When the user enters the empty string (""), this indicates they are done and the program finishes.

After you have completed this function, your program should behave as shown in the transcript shown below.

Example program run (executed by running searchEngine("res/website.txt") in main.cpp):

Stand by while building index...
Indexed 40 pages containing 6362 unique terms.

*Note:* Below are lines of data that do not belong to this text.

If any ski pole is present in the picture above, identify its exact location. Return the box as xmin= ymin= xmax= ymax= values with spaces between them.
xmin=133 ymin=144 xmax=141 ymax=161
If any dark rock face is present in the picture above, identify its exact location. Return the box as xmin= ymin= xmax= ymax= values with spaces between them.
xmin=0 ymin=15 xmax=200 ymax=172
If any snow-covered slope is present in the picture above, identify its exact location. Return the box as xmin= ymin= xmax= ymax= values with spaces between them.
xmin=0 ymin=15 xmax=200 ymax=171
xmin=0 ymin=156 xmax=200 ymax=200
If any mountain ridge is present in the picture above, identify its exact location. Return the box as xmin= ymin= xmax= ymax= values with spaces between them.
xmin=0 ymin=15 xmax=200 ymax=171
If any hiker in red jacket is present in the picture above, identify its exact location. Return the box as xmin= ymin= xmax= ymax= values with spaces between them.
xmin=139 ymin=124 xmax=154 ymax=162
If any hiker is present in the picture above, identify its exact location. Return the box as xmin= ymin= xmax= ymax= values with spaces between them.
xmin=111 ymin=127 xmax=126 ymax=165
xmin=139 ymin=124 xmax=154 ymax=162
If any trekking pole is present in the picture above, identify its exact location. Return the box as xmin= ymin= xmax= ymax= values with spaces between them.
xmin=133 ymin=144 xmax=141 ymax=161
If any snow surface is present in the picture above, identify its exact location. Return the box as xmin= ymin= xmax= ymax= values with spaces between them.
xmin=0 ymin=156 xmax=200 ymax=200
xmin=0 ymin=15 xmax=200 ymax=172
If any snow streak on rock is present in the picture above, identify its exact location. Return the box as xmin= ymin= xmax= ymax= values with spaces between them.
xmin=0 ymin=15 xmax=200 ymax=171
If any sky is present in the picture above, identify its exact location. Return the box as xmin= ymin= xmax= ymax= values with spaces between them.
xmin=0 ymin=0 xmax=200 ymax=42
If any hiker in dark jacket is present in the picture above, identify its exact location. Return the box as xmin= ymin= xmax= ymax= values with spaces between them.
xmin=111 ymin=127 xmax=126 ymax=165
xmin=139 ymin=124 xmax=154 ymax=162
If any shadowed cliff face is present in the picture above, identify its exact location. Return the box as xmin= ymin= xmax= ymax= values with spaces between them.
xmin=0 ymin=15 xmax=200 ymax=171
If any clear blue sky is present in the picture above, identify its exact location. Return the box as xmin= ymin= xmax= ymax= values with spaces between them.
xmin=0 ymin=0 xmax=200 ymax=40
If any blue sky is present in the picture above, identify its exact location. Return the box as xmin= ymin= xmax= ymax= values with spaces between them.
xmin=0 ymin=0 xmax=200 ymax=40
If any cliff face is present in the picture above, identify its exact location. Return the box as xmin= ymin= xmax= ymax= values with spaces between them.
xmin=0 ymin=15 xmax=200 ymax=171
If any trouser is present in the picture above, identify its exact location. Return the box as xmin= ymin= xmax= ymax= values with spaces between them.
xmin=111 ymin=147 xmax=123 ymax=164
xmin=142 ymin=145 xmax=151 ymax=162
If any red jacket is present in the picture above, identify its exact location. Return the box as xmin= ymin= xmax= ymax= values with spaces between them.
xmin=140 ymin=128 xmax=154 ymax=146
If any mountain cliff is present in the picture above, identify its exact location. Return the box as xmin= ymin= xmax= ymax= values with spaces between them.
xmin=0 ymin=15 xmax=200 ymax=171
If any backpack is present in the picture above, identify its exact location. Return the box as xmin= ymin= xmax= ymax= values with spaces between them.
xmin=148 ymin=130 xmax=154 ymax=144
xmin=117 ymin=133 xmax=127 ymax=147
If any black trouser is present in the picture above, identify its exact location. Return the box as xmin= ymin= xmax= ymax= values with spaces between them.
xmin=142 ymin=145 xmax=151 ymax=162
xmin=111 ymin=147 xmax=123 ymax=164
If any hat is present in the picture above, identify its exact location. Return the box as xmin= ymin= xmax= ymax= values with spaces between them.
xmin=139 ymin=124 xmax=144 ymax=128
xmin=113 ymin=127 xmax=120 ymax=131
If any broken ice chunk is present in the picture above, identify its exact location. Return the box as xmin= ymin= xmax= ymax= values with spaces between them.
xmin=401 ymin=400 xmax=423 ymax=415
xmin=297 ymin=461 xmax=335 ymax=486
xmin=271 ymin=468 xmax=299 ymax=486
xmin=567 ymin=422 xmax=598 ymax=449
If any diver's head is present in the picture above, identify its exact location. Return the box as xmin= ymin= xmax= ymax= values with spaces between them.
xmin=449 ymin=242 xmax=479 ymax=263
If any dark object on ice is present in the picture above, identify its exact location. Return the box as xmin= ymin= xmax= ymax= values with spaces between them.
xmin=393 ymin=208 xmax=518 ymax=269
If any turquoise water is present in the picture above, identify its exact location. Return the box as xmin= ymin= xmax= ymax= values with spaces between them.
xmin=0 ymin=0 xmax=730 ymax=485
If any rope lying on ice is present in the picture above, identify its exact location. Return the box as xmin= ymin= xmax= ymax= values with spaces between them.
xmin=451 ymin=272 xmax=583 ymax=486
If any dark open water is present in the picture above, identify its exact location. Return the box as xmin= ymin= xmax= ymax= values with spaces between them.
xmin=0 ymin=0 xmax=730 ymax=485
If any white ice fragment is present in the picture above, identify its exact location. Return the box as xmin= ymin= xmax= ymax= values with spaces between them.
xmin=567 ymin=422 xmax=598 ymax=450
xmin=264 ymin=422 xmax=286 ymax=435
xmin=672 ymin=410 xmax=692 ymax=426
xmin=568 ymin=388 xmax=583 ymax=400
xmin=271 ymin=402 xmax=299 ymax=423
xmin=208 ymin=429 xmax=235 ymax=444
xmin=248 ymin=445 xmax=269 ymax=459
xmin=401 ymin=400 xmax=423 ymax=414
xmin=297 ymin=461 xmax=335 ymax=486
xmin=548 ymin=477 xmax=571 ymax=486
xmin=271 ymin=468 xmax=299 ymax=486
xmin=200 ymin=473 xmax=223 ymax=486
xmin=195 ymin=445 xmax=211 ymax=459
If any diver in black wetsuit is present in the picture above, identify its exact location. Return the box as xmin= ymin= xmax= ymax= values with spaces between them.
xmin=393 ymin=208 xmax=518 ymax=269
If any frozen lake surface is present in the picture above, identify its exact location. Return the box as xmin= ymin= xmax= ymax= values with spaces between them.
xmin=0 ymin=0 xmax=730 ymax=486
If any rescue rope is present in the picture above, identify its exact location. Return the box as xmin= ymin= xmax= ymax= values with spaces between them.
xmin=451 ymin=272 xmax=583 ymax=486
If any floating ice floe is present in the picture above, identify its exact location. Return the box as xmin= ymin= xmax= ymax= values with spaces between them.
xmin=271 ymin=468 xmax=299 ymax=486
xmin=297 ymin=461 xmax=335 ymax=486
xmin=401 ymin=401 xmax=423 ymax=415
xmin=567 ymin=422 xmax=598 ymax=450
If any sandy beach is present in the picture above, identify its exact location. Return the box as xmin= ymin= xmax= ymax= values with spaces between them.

Enter query sentence (RETURN/ENTER to quit): citation
Found 3 matching pages 
{"https://cs106b.stanford.edu/assignments/2-adt/searchengine.html",
"https://cs106b.stanford.edu/citation", "https://cs106b.stanford.edu/honor_code"}

Enter query sentence (RETURN/ENTER to quit): expect_error
Found 4 matching pages 
{"https://cs106b.stanford.edu/assignments/2-adt/maze.html",
"https://cs106b.stanford.edu/assignments/2-adt/searchengine.html",
"https://cs106b.stanford.edu/assignments/2-adt/warmup.html",
"https://cs106b.stanford.edu/resources/testing_guide.html"}

Enter query sentence (RETURN/ENTER to quit): style +grading
Found 10 matching pages 
{"https://cs106b.stanford.edu/about_assignments",
"https://cs106b.stanford.edu/assignments/1-cpp/",
"https://cs106b.stanford.edu/assignments/2-adt/",
"https://cs106b.stanford.edu/assignments/2-adt/searchengine.html",
"https://cs106b.stanford.edu/index.html", "https://cs106b.stanford.edu/julieadvice",
"https://cs106b.stanford.edu/lectures/02-cpp/",
"https://cs106b.stanford.edu/resources/style_guide.html",
"https://cs106b.stanford.edu/resources/submit_checklist.html",
"https://cs106b.stanford.edu/whynoide"}

Enter query sentence (RETURN/ENTER to quit): cs106l template -qt
Found 4 matching pages 
{"https://cs106b.stanford.edu/course_placement", "https://cs106b.stanford.edu/faq",
"https://cs106b.stanford.edu/lectures/06-set-map/",
"https://cs106b.stanford.edu/resources/style_guide.html"}

Enter query sentence (RETURN/ENTER to quit): 

main() completed.

Way to go, 👍 you're well on your way to becoming the next internet search pioneer!

Notes

The res folder of the starter project includes two database files: tiny.txt is the small example used in the writeup and website.txt is the body text extracted from all of the pages in our course website (as of Apr 12). You can open these files in Qt Creator to view their contents. The project resource files are listed under Other files -> res. Your program can open a resource file by specifying the path as "res/myfilename".

References

Extensions

If you have completed the basic assignment requirements and and want to go further, we encourage you to try adding an extension! A non-exhaustive list of potential extensions is listed below:

Weights
- When you get the results from a Google search, they are ranked so that the more relevant results are first on the list. The current Google algorithm is a well-kept trade secret (though it was originally the Page Rank algorithm, named for its creator, then-Stanford graduate student Larry Page), but a simple approach is to give higher rank to pages with more occurrences of the search term. For this extension, you would need to re-think how you create your index to include the number of matches.
Phrase search
- The assignment does not allow a search for multi-word terms, such as section leader. Searching for phrases is not trivial, as you cannot simply keep a mapping of all possible phrases in the document. You could, however, keep track of where in each document a word is, and then use that information to determine if words in a phrase are next to each other in any particular document.
Stop Words
- The English language has many, many words that show up in text but are not particularly important for content, such as the, and, if, a, etc. These words are called Stop Words, and it would make your index smaller if you removed such stop words from the index. Here is more info about stop words.
Stemming
- In the current design, if a user searches for section they won't find matches for sections, even though pages that mention either might be a relevant match. Stemming is the process of reducing words to their base form, so that (for example) both section and sections would become, simply, section in the index.

If you have other creative ideas for extensions, run them by the course staff, and we'd be happy to give you guidance!